At lower part of Table 1, we show the results using both color image and sparse depth samples, and all the results preserves the sparse depth value provided. We randomly select 500 depth samples per image from the ground truth depth map.

Fig. 7.
figure 7

Qualitative comparisons on NYU v2 dataset. (a) Input image; (b) Sparse depth samples(500); (c) Ma et al.[13]; (d) UNet(Ours)+SPN[32]; (e) UNet+CSPN(Ours); (f) Ground Truth. Most significantly improved regions are highlighted with yellow dash boxes (best view in color). (color figure online)

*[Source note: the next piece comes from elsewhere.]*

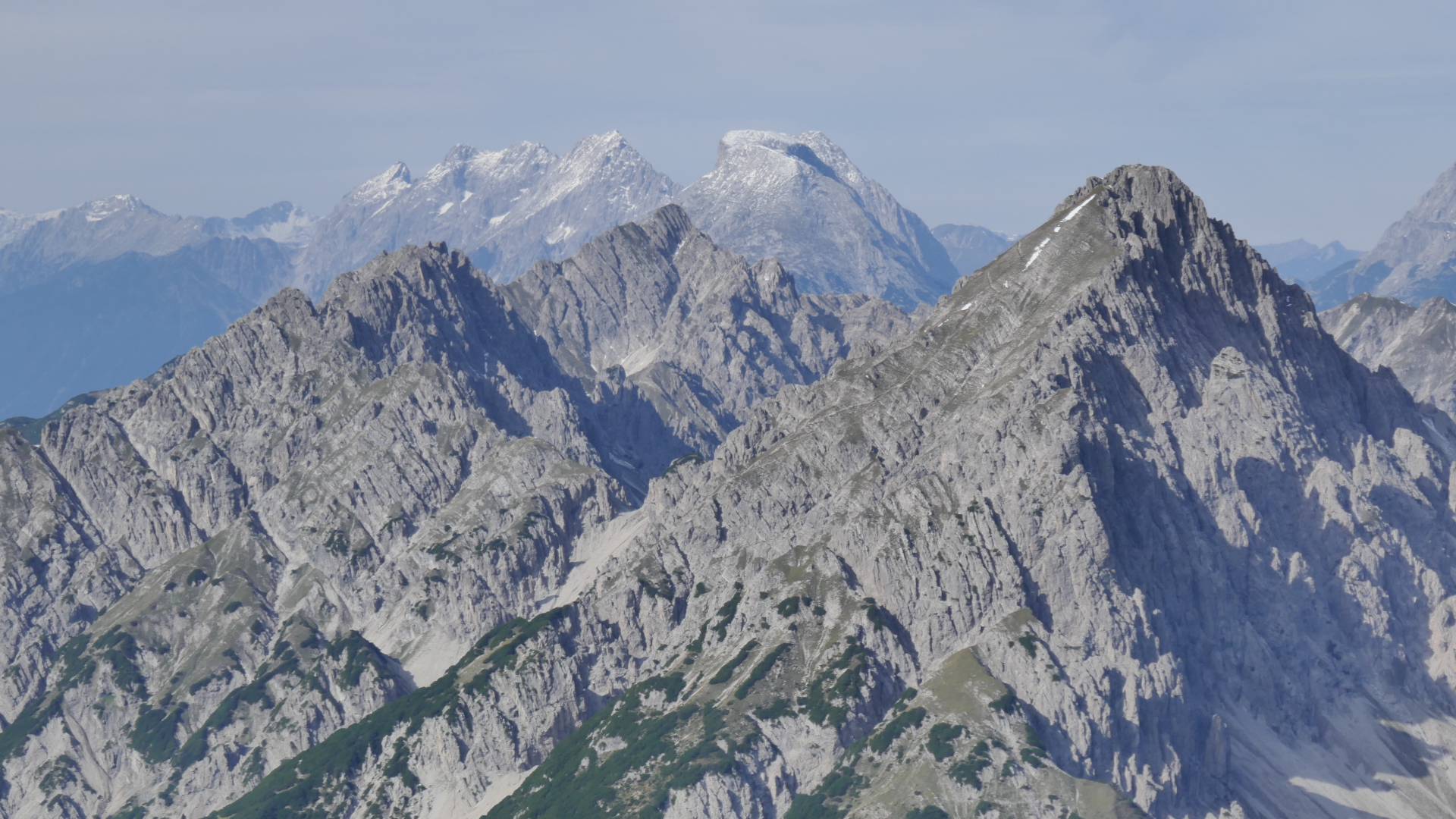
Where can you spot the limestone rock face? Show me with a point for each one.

For comparison, we consider a baseline method using as-rigid-as-possible (ASAP) [50] warping. Basically the input depth map is warped with the sparse depth samples as control points. At row “ASAP”, we show its results, which just marginally improves the estimation over the baseline network. For SPN, we also apply the similar replacement operation in Eq. (4) for propagation, and the results are shown at row “SPN”, which outperforms both the results form ASAP and SPN without propagation of SD due to joint training helps fix the error of warping. At row “UNet + SPN”, we use our UNet architecture for learning affinity with SPN, which outperforms “SPN”, while we did not see any improvements compared with that only using UNet. Nevertheless, by replacing SPN with our CSPN, as shown in row “UNet + CSPN”, the results can be further improved by a large margin and performs best in all cases. We think this is mostly because CSPN updates more efficiently than SPN during the training. Some visualizations are shown in Fig. 7. We found the results from CSPN do capture better structure from images (highlighted with dashed bounding boxes) than that from other state-of-the-art strategies.

Table 2. Comparison results on KITTI dataset [2]

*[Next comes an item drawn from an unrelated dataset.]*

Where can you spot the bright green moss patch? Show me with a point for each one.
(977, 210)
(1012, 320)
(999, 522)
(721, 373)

KITTI. Table 2 shows the depth refinement with both color and sparse depth samples. Ours final model “UNet + CSPN” largely outperforms other SOTA strategies, which shows the generalization of the proposed approach. For instance, with a very strict metric \(\delta < 1.02\), ours improves the baseline [13] from \(30\%\) to \(70\%\), which is more than \(2\times \) better. More importantly, CSPN is running very efficiently, thus can be applied to real applications. Some visualization results are shown at the bottom in Fig. 8. Compared to the network outputs from [13] and SPN refinement, CSPN sees much more details and thin structures such as poles near the road (first image (f)), and trunk on the grass (second image (f)). For the third image, we highlight a car under shadow at left, whose depth is difficult to learn. We can see SPN fails to refine such a case in (e) due to globally vast lighting variations, while CSPN learns local contrast and successfully recover the silhouette of the car. Finally, we also submit our results to the new KITTI depth completion challenge Footnote 2 and show that our results is better than previous SOTA method [45].

Fig. 8.
figure 8

Qualitative comparisons on KITTI dataset. (a) Input image; (b) Sparse depth samples(500); (c) Ground Truth; (d) Ma et al.[13]; (e) Ma[13]+SPN [32];(f) UNet+CSPN(Ours). Some details in the red bounding boxes are zoomed in for better visualization (best view in color). (color figure online)

5 Conclusion

In this paper, we propose convolutional spatial propagation network (CSPN), which can be jointly learned with any type of CNN. It can be regarded as a linear diffusion process with guarantee to converge. Comparing with previous spatial propagation network [14] which learns the affinity, CSPN is not only more efficient (2–5\(\times \) faster), but also more accurate (over \(30\%\) improvement) in terms of depth refinement. We also extend CSPN by embedding sparse depth samples into the propagation process, which provides superior improvement over other SOTA methods [13]. Since our framework is general, in the future, we plan to apply it to other tasks such as image segmentation and enhancement.